Building an effective neural network requires not only massive amounts of information for input and output, but also continuous training, adjusting the rules and its weights. Tell it which behaviors are allowed and which behaviors will be punished. After continuous adjustment and iteration, finally, it can get a weak artificial intelligence that barely participates in the game and obeys the rules, that is, “focuses on solving problems in specific areas” of artificial intelligence.

This is just a rough summary and description, let’s go back to the topic of games – why are these outdated games able to be laid off and re-employed in the field of artificial intelligence?

公开发布的Gym documentation调试工具箱,内置了大量雅达利小游戏 Publicly released Gym documentation debugging toolbox, built-in a large number of Atari mini-games

On the one hand, these little games are really small and take up very little storage space. We just mentioned that the neural network will perform concurrent simulations. The smaller the game, the smaller the storage and bandwidth occupied, the lighter the program runs, and the less money it will spend (renting a server or something). On the other hand, these small games have relatively simple rules, which are convenient for programmers to adjust parameters according to the data results. Finally, these mini-games are not used for profit in commercial projects, but only for research purposes, which is also reasonable from the perspective of copyright. Coupled with the field of artificial intelligence, the practice of using game projects to verify the progress of AI, in the end, those games you got tired of playing as a child are now the best teaching materials for artificial intelligence.

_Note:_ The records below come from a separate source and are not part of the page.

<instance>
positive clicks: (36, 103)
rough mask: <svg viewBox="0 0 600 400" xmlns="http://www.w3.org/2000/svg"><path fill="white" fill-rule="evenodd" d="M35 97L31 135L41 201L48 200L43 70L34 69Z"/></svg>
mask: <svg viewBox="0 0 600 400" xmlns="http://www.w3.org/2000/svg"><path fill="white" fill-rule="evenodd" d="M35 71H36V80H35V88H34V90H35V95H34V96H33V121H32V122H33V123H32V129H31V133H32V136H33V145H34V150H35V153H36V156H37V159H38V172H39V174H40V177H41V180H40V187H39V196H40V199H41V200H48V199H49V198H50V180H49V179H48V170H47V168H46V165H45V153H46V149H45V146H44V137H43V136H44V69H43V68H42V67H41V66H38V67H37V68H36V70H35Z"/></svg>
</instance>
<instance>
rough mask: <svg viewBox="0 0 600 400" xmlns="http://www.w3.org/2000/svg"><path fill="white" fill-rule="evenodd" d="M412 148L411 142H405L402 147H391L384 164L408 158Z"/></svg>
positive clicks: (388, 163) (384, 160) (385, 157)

At the end of the “Prince of Tennis” video, Miss Sister’s rotten model finally began to score points. She said that the fun of learning algorithms is here, and she constantly refreshes her cognitive limits. There is a user’s comment in the comment area, which I think reflects the mentality of some algorithm engineers: “ Reinforcement learning to adjust parameters is like teaching your stupid son to read. You can’t learn even if you are tired.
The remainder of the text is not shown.